Olive Hockin (married name Olive Leared; 1881–1936) was a British suffragette, arsonist, author and artist.
Between 1904 and 1911 she studied at the Slade. Her work was shown at the Royal Academy, by the Society of Women Artists and at the Walker Gallery. Hockin joined the suffragette movement in 1912. In 1913, after arson attacks on the Roehampton Golf Club and on a house at Walton Heath belonging to Lloyd George, suspected to be suffragette-related, Hockin was arrested, convicted and handed a four-month sentence. Her flat was said to contain stones, kerosene and false car number plates. Unusually she agreed not to go on hunger strike if she was allowed to paint. She was treated as a "Category One prisoner", and it was said by a fellow prisoner, Margaret Scott, that she carved the chair in her cell.[1]
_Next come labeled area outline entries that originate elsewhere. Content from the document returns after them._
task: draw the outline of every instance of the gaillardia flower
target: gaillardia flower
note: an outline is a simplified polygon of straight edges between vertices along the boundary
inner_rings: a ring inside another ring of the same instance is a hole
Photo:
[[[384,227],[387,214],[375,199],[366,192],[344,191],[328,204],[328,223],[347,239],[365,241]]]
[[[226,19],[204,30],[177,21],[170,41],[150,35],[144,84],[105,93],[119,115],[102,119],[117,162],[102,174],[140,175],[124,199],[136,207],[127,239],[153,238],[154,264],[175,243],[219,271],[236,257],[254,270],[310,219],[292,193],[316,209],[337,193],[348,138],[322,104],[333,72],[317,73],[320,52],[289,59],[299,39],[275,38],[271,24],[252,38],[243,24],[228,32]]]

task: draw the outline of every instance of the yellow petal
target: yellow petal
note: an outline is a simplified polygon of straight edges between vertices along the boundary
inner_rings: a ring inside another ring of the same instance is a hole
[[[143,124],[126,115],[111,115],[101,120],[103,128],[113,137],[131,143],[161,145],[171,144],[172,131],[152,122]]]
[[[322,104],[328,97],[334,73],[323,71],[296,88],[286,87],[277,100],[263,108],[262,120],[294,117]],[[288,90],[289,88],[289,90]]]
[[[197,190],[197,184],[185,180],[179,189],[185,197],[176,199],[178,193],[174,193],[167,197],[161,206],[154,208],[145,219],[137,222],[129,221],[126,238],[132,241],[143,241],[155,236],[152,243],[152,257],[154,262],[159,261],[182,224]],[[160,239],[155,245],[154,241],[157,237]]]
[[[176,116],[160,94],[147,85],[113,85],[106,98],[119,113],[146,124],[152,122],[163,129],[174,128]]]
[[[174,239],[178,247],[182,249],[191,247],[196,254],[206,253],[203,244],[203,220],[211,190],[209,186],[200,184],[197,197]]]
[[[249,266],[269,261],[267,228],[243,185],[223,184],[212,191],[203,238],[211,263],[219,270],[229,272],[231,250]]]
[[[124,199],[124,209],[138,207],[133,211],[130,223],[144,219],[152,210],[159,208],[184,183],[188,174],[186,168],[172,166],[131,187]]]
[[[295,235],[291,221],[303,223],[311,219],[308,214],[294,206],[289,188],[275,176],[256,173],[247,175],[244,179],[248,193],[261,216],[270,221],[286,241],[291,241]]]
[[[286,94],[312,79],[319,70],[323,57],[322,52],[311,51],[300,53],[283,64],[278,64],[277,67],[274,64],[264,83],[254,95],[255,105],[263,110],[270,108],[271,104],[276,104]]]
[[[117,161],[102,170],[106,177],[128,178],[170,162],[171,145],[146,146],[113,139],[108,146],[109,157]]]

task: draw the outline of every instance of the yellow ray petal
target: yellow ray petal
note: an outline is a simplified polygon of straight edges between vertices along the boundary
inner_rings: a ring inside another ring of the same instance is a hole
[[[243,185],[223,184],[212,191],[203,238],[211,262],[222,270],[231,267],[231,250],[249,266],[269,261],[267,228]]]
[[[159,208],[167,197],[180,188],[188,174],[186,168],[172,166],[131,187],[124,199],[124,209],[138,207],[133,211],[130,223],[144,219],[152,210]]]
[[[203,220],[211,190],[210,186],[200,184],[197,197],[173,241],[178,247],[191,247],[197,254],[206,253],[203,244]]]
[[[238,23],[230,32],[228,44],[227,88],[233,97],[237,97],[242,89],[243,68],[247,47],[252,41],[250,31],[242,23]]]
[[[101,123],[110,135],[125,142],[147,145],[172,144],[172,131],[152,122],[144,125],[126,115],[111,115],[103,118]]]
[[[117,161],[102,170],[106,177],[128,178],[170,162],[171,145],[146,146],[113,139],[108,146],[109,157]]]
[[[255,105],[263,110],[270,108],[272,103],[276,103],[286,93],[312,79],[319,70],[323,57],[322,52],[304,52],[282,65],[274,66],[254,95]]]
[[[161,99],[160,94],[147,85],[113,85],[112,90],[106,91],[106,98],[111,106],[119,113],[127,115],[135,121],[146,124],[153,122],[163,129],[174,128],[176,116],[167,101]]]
The National Portrait Gallery has a picture of her by the Criminal Record Office, and two pages of "Surveillance Photograph of Militant Suffragettes", also by the Criminal Record Office, which includes her.[2] Her picture was taken from a concealed car in the prisoners' exercise yard using an 11 inch powerful lens which had been purchased by the Home Office. The secret pictures were required because the suffragettes would distort their faces when conventional mug shots were being taken. The Home Office was worried by the impact of their arson and vandal attacks and they were closing art galleries.[3]
Hockin was a Land Girl during the Great War, and later wrote Two Girls on the Land: Wartime on a Dartmoor Farm, which was published in 1918. In 1922 she married John Leared who trained polo ponies in Cheltenham. They had two sons.